Médico Oftalmologista Director Geral da InfoCiência
Despesa em Saúde: É Grande, Mas Podia Ser Menor…
O custo financeiro da saúde é muito significativo e tenderá sempre a aumentar. Esta é uma realidade sem retorno, consequência directa da melhoria do nível de vida das populações, do aumento da sua esperança de vida, do aumento na prevalência de doenças crónicas e degenerativas e dos custos associados ao desenvolvimento de novos fármacos e novos equipamentos de diagnóstico e tratamento.
Sendo esta a realidade, torna-se importante, por um lado, rever o investimento dedicado à saúde e adequá-lo às necessidades e, por outro, procurar potenciais fontes de desperdício de modo a optimizar esses recursos e a garantir que eles contribuem para o fim a que se destinam.
Uma comunicação recentemente publicada no Journal of the American Medial Association (JAMA) aborda este tema e revela dados surpreendentes*.
Este trabalho centra-se na realidade norte-americana, onde as despesas com saúde representam cerca de 18% do produto interno bruto, a proporção mais elevada em comparação com qualquer outro país, num valor que, em 2019, foi de 3,82 triliões de dólares americanos.
Num trabalho de revisão exaustivo, os autores quantificaram o desperdício em saúde num valor que ronda 25% do total da despesa com saúde, valor esse que se situa entre os 760 e os 935 biliões de dólares americanos.
Foram identificadas seis áreas fundamentais de desperdício:
- Insuficiência na prestação de cuidados
- Insuficiência na coordenação dos cuidados
- Excesso de tratamento ou cuidados de valor reduzido
- Insuficiência na definição do preço dos cuidados
- Fraude e abuso
- Complexidade administrativa
Destas seis categorias, as duas que geraram mais desperdício foram a insuficiência na definição do preço dos cuidados e a complexidade administrativa.
As possibilidades de intervenção são inúmeras e, neste trabalho, muitas são revistas:
Para a insuficiência na prestação de cuidados:
Intervenções que abordem os eventos adversos hospitalares e as infecções nosocomiais; incentivos a uma melhor eficiência dos médicos; integração da saúde física e ambiental; parcerias com campanhas organizadas pelos pacientes; directrizes padronizadas para os modelos de pagamento; iniciativas para a prevenção da diabetes, obesidade, tabagismo e cancro.
Para a insuficiência na coordenação dos cuidados:
Desenvolvimento de estratégias baseadas em serviços de emergência; coordenação e cuidados através de organizações credíveis; intercâmbio de informação sobre saúde; programas de cuidados de transição; cuidados efectivos para doentes com quadros clínicos complexos
Para o excesso de tratamento ou cuidados de valor reduzido:
Optimização do uso dos medicamentos; procedimentos de autorização prévia; estratégias pioneiras envolvendo organizações credíveis para redução do excesso de tratamento; estratégias de processo de decisão partilhado para redução de procedimentos desnecessários; expansão do acesso hospitalar.
Para a insuficiência na definição do preço dos cuidados:
Intervenções sobre o preço dos medicamentos; intervenções sobre o preço com base nas seguradoras; transparência nos preços das consultas e exames laboratoriais.
Para a fraude e abuso:
Recuperação de condenações em tribunal e acordos por fraude; estratégias legislativas, administrativas e de integridade
Para a complexidade administrativa:
Curiosamente, para esta última categoria, não foi encontrado nenhum trabalho que propusesse medidas correctivas…
Provavelmente, uma melhoria do fluxo de informação e a existência de processos de facturação e autorização mais automatizados poderá ser uma das vias.

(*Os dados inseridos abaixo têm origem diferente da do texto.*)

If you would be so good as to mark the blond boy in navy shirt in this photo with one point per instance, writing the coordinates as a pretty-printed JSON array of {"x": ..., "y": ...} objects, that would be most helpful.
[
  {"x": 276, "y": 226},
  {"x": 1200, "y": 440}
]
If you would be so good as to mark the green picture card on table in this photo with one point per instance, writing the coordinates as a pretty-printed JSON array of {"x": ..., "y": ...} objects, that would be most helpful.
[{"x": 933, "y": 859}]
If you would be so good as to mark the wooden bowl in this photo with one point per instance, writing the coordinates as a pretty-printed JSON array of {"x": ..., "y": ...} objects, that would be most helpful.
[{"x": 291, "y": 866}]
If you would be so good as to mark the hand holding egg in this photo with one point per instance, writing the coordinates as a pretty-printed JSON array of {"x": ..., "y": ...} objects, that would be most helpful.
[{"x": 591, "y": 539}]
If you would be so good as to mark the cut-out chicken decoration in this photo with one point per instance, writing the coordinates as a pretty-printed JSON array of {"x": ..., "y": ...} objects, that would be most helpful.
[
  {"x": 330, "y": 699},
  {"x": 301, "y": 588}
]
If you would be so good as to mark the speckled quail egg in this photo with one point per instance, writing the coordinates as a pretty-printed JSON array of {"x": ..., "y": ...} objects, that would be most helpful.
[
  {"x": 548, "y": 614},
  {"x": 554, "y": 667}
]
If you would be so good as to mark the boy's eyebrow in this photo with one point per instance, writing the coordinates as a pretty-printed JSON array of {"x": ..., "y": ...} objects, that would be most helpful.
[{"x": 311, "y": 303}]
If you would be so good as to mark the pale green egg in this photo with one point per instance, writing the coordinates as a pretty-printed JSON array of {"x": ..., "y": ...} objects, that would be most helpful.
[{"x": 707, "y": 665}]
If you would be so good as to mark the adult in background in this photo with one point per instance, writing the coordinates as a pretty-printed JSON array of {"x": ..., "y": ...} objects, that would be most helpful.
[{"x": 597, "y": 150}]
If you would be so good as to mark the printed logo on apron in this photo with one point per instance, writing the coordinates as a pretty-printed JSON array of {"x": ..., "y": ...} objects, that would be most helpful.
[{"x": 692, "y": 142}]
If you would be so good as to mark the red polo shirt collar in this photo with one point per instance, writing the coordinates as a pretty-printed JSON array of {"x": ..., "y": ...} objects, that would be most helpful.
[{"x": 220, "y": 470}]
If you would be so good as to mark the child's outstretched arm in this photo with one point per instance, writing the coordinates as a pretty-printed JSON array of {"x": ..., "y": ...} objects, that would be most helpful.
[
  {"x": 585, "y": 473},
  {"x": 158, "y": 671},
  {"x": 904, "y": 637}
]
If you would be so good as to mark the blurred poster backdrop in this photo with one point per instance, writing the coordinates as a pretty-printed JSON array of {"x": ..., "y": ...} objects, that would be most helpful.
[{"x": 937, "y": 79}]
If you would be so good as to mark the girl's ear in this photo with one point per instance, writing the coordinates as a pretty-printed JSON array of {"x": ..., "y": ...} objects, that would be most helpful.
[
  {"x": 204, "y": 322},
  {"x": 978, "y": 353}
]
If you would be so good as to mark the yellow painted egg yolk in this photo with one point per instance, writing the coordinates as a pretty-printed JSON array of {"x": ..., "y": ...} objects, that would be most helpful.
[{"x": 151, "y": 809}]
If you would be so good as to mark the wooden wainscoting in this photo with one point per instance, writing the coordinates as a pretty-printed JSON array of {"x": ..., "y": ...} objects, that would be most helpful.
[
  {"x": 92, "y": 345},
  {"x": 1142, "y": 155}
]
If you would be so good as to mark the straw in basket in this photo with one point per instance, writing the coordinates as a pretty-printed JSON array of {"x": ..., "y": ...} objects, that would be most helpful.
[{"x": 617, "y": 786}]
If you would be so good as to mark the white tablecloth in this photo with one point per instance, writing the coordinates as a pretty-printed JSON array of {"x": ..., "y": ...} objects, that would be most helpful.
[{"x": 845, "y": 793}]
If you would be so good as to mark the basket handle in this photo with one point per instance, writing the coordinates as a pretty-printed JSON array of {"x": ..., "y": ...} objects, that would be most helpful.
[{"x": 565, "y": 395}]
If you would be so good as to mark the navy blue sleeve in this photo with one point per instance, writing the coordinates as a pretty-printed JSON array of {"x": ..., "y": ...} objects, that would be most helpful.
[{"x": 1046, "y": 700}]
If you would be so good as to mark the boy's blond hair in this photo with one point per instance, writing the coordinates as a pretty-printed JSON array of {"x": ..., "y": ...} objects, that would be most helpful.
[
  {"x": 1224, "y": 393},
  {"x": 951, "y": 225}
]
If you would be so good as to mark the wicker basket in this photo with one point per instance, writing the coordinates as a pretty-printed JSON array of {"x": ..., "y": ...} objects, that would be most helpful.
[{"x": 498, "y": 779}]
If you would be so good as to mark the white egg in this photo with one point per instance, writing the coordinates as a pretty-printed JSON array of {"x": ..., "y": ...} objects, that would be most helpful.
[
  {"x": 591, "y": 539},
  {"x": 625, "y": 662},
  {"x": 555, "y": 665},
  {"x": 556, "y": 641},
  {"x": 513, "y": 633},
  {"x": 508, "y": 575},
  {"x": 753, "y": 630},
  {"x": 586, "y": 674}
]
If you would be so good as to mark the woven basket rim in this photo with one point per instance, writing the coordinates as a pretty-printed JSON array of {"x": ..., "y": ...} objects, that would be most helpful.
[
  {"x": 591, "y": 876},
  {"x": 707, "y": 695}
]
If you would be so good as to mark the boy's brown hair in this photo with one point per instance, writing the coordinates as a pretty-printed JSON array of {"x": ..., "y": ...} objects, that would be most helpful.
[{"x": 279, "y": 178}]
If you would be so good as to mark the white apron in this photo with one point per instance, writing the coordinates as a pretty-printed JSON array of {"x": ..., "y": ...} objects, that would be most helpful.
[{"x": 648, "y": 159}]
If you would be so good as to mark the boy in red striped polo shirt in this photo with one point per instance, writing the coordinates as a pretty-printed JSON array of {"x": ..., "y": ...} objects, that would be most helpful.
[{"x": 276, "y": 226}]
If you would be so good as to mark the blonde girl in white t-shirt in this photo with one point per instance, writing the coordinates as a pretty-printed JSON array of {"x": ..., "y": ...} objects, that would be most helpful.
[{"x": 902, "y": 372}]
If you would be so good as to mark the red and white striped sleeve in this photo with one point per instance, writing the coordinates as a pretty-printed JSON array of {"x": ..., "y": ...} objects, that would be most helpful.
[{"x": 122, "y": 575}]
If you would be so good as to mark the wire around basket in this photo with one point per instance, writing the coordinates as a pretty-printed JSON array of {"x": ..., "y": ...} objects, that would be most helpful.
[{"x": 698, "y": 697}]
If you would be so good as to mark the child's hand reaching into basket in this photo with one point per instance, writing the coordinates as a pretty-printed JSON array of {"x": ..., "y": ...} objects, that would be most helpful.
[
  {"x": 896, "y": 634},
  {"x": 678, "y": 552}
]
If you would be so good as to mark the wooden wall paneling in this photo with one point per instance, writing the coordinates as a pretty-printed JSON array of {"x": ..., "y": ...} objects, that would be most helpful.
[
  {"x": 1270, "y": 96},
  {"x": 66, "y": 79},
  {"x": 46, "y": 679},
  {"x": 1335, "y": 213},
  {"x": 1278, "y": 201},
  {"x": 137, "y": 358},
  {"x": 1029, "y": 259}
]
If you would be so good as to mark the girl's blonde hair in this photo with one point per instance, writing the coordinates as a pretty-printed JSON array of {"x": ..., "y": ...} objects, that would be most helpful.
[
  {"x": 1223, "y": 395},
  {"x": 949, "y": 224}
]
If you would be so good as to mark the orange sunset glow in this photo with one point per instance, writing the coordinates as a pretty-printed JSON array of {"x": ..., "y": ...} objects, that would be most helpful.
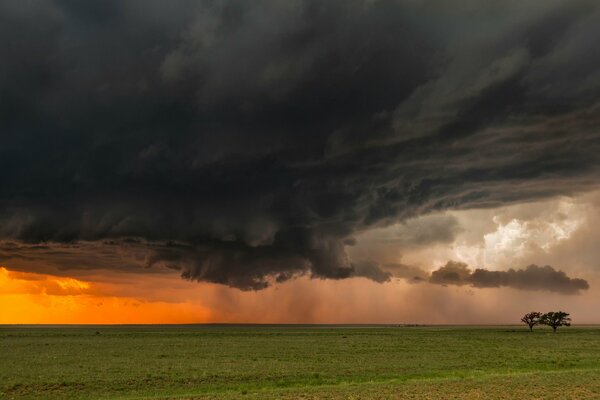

Outro aspecto relevante será a colaboração entre as entidades pagadoras e os sistemas de saúde com o propósito de se gerarem modelos de pagamento baseados no valor dos cuidados. A redução do fardo administrativo associado a inúmeras tarefas do quotidiano será um passo essencial na redução do desperdício em saúde.
Tudo o que aqui se exemplifica fará sentido num sistema de saúde mas poderá não o fazer noutro. Mas é um exercício que tem de ser feito.
Qual será o desperdício com os gastos de saúde em Portugal? Quais as suas causas? Quanto se poderá poupar identificando e corrigindo essas causas?
Eis questões que, face à pressão dos constrangimentos financeiros e à absoluta necessidade de mais e melhores cuidados de saúde, importa responder.
A saúde é continuará a ser cara. Mas poderá sê-lo muito menos se soubermos gerir bem os nossos recursos.
E isto vale, obviamente, para tudo o resto…
* William H. Shrank e col., Waste in the US Health Care System Estimated Costs and Potential for Savings
JAMA. Publicado online a 7 de Outubro de 2019.